Robert S. Kerbel, Ph.D.

Robert S. Kerbel, Ph.D.

After graduating from the University of Toronto, Dr. Kerbel commenced graduate studies receiving a Ph.D. in 1972; he then undertook postdoctoral training in London after which he started his independent research program in 1975 at Queen’s University in Kingston, in the Cancer Research Laboratories, becoming its Director in 1981. In 1985 he was recruited to develop and direct a cancer biology research division at Mt. Sinai Hospital Research Institute in Toronto; he then moved to Sunnybrook Health Sciences Centre (where he is presently located) to do the same from 1991 until 2001. He currently holds a Canada Research Chair in Tumor Biology, Angiogenesis, and Antiangiogenic Therapy and is a professor in the Dept. of Medical Biophysics at the University of Toronto. Throughout his career, Dr. Kerbel’s main interest has been to devise new cancer treatment strategies having both improved efficacy and reduced toxicity. This culminated in his pioneering studies of lower dose frequently administered ‘metronomic’ chemotherapy and antiangiogenic drugs. A number of his findings are now being evaluated in Phase II and Phase III clinical trials, particularly in breast, ovarian, colorectal, and various pediatric cancers. His other contributions include developing improved preclinical models involving early stage or advanced metastatic disease for experimental therapeutic investigations, linking the fields of angiogenesis and oncogenes, uncovering mechanisms by which antiangiogenic drugs increase the efficacy of chemotherapy, or alter malignant tumor progression, especially in the adjuvant treatment setting, and elucidating mechanisms of resistance to antiangiogenic drugs.
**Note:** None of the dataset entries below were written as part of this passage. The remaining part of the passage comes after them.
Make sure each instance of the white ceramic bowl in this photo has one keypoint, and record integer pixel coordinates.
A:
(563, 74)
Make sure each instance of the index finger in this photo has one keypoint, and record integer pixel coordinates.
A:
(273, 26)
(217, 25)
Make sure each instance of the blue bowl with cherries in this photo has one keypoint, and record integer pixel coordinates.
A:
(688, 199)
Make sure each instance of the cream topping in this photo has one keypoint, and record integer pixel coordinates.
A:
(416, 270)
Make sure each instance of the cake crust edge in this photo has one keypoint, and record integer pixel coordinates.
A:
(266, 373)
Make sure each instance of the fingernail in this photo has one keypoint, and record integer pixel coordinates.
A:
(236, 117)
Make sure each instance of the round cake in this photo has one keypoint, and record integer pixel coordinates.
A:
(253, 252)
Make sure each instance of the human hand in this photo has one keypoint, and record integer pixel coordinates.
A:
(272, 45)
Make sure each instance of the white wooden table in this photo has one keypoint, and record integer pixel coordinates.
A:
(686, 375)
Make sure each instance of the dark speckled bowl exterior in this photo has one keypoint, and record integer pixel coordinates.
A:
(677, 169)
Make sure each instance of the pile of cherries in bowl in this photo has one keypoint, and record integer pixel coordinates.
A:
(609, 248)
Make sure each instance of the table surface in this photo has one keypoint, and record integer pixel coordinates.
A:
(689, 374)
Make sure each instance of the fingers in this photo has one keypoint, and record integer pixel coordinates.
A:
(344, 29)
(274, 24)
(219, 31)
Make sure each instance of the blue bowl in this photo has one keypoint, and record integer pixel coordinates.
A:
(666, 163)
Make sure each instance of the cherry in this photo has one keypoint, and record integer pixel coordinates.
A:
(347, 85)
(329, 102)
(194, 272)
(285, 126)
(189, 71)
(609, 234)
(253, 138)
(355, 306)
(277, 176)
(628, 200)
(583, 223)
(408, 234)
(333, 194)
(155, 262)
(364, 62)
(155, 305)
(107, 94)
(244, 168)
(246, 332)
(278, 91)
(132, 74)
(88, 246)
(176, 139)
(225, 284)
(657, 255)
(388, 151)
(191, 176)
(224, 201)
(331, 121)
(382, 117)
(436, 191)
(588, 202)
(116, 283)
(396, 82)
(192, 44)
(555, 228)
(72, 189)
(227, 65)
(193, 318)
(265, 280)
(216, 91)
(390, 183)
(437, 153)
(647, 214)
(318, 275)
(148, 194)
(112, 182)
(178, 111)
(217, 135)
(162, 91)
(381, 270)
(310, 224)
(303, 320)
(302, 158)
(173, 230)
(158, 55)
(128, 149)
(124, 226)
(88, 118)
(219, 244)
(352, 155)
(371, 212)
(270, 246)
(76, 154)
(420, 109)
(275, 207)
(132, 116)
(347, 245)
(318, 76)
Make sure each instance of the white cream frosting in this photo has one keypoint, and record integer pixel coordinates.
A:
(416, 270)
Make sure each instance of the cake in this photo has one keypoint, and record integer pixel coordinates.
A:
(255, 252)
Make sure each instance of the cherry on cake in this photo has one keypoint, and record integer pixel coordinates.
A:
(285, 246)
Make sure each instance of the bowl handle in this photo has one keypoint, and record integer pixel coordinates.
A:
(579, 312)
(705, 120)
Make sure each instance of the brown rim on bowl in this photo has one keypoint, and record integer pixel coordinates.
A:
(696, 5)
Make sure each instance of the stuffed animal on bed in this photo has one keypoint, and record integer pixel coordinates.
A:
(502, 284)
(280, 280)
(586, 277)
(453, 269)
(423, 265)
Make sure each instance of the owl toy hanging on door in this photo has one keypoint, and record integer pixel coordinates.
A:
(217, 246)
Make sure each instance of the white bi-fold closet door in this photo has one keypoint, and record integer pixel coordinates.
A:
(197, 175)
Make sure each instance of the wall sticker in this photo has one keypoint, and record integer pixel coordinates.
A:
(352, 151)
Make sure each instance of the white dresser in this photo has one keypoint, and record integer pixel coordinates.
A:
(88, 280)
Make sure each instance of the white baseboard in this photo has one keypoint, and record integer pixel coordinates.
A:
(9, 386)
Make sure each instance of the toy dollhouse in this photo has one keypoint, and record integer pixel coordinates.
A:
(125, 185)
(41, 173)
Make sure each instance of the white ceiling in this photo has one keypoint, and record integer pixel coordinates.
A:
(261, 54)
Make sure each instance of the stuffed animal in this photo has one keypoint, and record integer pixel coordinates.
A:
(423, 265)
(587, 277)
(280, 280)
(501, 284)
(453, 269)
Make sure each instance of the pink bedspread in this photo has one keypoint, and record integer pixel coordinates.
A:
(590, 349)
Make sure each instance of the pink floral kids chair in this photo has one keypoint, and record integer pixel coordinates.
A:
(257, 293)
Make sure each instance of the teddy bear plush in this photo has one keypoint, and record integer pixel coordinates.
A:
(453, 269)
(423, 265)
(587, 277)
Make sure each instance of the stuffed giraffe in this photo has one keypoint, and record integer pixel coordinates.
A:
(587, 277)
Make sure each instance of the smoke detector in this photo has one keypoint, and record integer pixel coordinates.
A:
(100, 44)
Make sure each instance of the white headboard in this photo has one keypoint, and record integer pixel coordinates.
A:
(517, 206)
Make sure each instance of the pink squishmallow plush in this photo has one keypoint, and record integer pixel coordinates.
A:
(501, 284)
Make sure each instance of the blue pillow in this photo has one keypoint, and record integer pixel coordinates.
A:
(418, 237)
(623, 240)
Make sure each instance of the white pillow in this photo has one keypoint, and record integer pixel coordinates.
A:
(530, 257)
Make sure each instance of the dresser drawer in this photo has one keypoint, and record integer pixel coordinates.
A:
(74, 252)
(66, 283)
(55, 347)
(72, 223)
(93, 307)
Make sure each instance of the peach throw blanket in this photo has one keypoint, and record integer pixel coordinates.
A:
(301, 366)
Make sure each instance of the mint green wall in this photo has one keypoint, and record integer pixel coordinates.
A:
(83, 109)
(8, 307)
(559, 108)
Dr. Kerbel’s work has been supported by grants from four Canadian funding agencies and the US National Institutes of Health. He has published 372 papers, given over 750 invited lectures including numerous keynote and plenary presentations. Among the recent honors and awards he has received include the Canadian Cancer Society Robert Noble Award for Excellence in Cancer Research, the Breast Cancer Research Award from the European Institute of Oncology, and a Man of Distinction Honor by the Israel Cancer Research Fund.